The Neuroscience and Architecture of Time
by John P. Eberhard, FAIA
Founding president, Academy of Neuroscience for Architecture
Summary: This
is a good time to talk about time. It is the beginning of a new era
in the history of AIArchitect, it’s time to begin another school
year, it’s about time for you to come home mentally from your
vacation, and it’s time to stop and reflect on what neuroscience
can tell us about how and why the brain responds to time. Time, of
course, is crucial to planning, designing, and creating the built
environment. It is so much a part of our lives from our first memories
on that we implicitly think of time as a thing. It is not. It is
a concept that we have used our conceptual brains to define and measure.
It is also a part of our hard-wired brains, and we find manifestations
of that biological clock in organisms as simple as the fruit fly.
Join John Eberhard, FAIA, as he explains time as a function of neuroscience.
Below is a synopsis of the article. For the
full text, click on the PDF link located in the column on the right.
Time is a product of the human mind. It does not exist in a physical
sense, except in the devices humans have developed to keep track
of “intervals.” We have a sense of there being a continuous
stream of experiences in which one event is followed by another because
our mind and memory provide us with the ability to recall past events.
Our mind and working memory can also provide us with the ability
to contemplate an event in the future.
To measure the time between remembered events, we have agreed on
physically measurable intervals: hours, minutes, and seconds, for
instance. Knowing anything about time depends on the neurons—the
10 billion cells—of the brain. More precisely what the brain “knows” about
the meaning of time depends on the specific arrangement of the networks
of connections between neurons and the way that neurotransmitters
are released and absorbed to communicate between networks.
The mechanical clocks: A clock is a machine in which a device that
performs regular movements in equal intervals of time is linked to
a counting mechanism that records the number of movements. All man-made
clocks, of whatever form, are made on this principle. The first domestic
clocks were smaller versions of large public clocks. They appeared
late in the 14th century, and few examples have survived.
By the middle of the 20th century, when man began to travel into
space, more and more accurate clocks were needed. The National Bureau
of Standards in Washington built a “clock” based on the
oscillation of a cesium atom—the most reliable counter in the
universe. Its definition of a second is “the duration of 9,192,631,770
periods of the radiation corresponding to the transition between
the two hyperfine levels of the ground state of the cesium 133 atom.” This
works for setting the “atomic clock” kept by the National
Institute of Science and Technology (NIST) in its Boulder laboratory,
which is the standard for time measurement that we use in the U.S.
The biological clock: You probably go to bed and get up about the
same time every day. For most people, the “clock” inside
their heads tells them it’s time to get up; if they stay up “past
bedtime,” they get sleepy. Neuroscientists now know that this
happens because we have a “clock gene,” inherited from
previous generations, that sets a tiny region of our brains called
the suprachiasmatic nucleus (SCN) used to produce a chain of chemical
and nervous instructions that ripple through the body, controlling
how each organ and tissue functions over the 24-hour day.
Time “flies”: Human generations are approximately 10,000
days long, but the common fruit fly (scientific name Drosophila)
has a generational time of 10 days. Dr. Seymour Benzer, searching
for a genetic basis for mammals’ ability to keep time, first
examined Drosophila in 1967 and discovered a gene that served as
a natural clock for the fly. He also discovered:
- A strain of flies with slow clocks that caused them to have
29-hour days, a strain with fast clocks that caused them to have
19-hour days, and a strain whose clocks seemed not to work at
all—they
were considered insomniacs.
- The mating “song” of the Drosophila has a rhythm
established by the same clock gene.

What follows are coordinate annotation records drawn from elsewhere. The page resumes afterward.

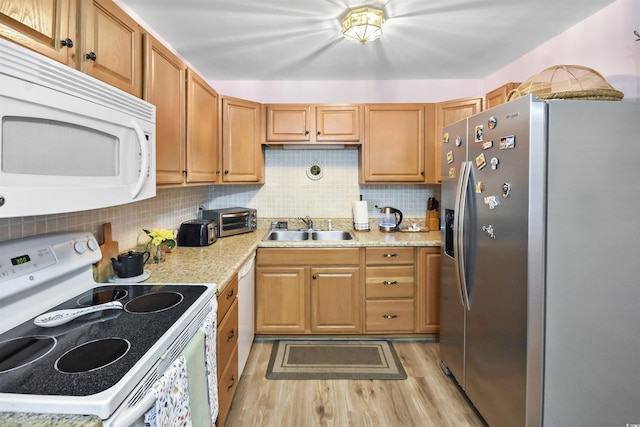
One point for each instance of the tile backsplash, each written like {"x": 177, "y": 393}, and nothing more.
{"x": 287, "y": 193}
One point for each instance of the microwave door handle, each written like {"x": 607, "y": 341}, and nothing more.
{"x": 144, "y": 150}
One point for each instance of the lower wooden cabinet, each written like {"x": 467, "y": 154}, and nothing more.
{"x": 308, "y": 291}
{"x": 348, "y": 291}
{"x": 227, "y": 348}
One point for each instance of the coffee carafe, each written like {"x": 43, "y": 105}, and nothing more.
{"x": 390, "y": 219}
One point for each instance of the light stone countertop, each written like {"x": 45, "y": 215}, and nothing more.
{"x": 217, "y": 263}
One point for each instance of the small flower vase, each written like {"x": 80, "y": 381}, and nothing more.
{"x": 158, "y": 254}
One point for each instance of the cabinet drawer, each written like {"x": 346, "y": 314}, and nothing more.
{"x": 389, "y": 255}
{"x": 227, "y": 384}
{"x": 390, "y": 282}
{"x": 390, "y": 316}
{"x": 227, "y": 334}
{"x": 227, "y": 297}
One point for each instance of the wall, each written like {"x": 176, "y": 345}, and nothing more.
{"x": 288, "y": 191}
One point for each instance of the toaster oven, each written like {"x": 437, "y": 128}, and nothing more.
{"x": 230, "y": 221}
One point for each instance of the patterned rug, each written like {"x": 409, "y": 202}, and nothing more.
{"x": 334, "y": 359}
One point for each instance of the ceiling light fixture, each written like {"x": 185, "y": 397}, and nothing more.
{"x": 363, "y": 24}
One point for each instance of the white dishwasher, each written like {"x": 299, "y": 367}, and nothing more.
{"x": 246, "y": 311}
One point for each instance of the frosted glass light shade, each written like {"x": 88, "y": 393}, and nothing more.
{"x": 363, "y": 24}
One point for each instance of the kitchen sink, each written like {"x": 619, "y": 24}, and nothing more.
{"x": 294, "y": 236}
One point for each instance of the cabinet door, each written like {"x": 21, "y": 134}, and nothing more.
{"x": 41, "y": 26}
{"x": 447, "y": 113}
{"x": 288, "y": 123}
{"x": 499, "y": 95}
{"x": 338, "y": 123}
{"x": 336, "y": 300}
{"x": 202, "y": 131}
{"x": 165, "y": 76}
{"x": 393, "y": 149}
{"x": 280, "y": 300}
{"x": 112, "y": 46}
{"x": 429, "y": 290}
{"x": 242, "y": 159}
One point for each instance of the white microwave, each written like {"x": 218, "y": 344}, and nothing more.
{"x": 69, "y": 142}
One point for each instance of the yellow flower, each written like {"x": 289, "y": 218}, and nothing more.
{"x": 161, "y": 236}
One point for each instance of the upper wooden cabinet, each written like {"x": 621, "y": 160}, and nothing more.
{"x": 202, "y": 131}
{"x": 106, "y": 42}
{"x": 320, "y": 124}
{"x": 499, "y": 95}
{"x": 165, "y": 87}
{"x": 47, "y": 27}
{"x": 242, "y": 156}
{"x": 447, "y": 113}
{"x": 394, "y": 144}
{"x": 111, "y": 46}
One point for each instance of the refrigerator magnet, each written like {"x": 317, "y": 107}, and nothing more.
{"x": 507, "y": 142}
{"x": 493, "y": 122}
{"x": 481, "y": 161}
{"x": 479, "y": 133}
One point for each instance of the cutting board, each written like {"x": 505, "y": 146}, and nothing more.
{"x": 109, "y": 250}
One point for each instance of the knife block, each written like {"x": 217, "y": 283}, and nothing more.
{"x": 433, "y": 222}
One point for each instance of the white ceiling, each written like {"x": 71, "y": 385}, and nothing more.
{"x": 301, "y": 39}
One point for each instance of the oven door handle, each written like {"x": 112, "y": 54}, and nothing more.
{"x": 131, "y": 415}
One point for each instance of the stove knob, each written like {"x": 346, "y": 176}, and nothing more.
{"x": 79, "y": 247}
{"x": 92, "y": 244}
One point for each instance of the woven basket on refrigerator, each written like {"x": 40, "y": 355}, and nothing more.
{"x": 567, "y": 82}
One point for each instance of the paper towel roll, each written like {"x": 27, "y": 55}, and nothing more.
{"x": 360, "y": 215}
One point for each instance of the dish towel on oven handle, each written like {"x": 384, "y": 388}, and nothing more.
{"x": 171, "y": 408}
{"x": 209, "y": 328}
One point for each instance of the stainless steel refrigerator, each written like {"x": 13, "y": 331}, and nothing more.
{"x": 540, "y": 290}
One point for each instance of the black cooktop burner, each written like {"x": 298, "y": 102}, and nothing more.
{"x": 86, "y": 346}
{"x": 93, "y": 355}
{"x": 101, "y": 296}
{"x": 153, "y": 303}
{"x": 21, "y": 351}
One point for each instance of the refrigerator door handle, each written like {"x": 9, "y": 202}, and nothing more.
{"x": 457, "y": 242}
{"x": 460, "y": 238}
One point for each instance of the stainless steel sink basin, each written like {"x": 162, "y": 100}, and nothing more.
{"x": 294, "y": 236}
{"x": 331, "y": 235}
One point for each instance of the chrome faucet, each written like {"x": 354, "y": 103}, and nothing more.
{"x": 307, "y": 221}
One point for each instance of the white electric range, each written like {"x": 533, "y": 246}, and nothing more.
{"x": 100, "y": 363}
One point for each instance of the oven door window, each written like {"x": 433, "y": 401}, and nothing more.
{"x": 32, "y": 146}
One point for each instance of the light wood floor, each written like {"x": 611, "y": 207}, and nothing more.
{"x": 426, "y": 398}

Each strain of Drosophila
has a slightly different song, and females only mate with the males
who sing the song of their species.
- The clock gene of the Drosophila consists of 3,600 nucleotides
(each represented by one of four letters A, C, T, and G). The
fly with the slow clock had had the G nucleotide changed to an
A in position 1766, and the fast clock fly had a T changed to an
A in position 734. This small change did not break the clock but
it accelerated or decelerated the “hands.”

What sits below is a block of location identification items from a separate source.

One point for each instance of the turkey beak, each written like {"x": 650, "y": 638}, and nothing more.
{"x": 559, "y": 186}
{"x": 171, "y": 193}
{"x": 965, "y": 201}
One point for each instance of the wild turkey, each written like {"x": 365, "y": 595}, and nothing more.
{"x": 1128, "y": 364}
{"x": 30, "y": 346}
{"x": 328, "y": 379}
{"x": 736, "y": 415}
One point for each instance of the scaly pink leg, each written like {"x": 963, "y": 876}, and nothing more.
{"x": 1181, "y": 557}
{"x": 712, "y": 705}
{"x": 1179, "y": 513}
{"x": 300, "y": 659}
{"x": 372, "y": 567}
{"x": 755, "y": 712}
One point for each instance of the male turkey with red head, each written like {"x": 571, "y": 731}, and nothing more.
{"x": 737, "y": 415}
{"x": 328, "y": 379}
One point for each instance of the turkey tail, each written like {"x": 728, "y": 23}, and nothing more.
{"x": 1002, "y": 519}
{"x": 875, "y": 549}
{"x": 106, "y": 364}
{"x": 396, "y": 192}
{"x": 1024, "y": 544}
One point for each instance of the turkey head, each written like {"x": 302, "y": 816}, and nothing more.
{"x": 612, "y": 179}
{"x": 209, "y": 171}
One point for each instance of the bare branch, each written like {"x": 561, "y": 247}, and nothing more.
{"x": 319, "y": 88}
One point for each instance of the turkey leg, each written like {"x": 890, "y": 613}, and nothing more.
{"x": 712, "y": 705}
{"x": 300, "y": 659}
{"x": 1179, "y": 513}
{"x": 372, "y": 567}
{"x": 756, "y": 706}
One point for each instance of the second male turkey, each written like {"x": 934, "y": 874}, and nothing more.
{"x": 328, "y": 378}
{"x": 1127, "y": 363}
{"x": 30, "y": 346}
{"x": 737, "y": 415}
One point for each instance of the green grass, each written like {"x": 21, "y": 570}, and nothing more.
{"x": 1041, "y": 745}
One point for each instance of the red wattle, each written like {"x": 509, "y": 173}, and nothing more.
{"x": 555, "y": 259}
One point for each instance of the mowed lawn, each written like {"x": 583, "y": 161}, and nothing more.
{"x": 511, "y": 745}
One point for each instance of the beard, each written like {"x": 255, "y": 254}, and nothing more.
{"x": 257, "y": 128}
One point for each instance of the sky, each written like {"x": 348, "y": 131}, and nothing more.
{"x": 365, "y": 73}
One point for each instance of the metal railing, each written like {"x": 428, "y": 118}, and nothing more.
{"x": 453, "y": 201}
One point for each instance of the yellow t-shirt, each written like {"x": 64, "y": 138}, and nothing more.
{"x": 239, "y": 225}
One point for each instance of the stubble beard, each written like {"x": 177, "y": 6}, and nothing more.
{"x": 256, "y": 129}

It is likely, although not yet proven, that much
the same thing happens in our brains, even though we have brains
that are 100 thousand times as complex. We have 10 billion neurons
in our brains and the Drosophila has only 100 thousand. What is much
less known is how environment—including the built environment—interacts
with biological clocks. That is just one more area where the neuroscience
of architecture will need more research in the future.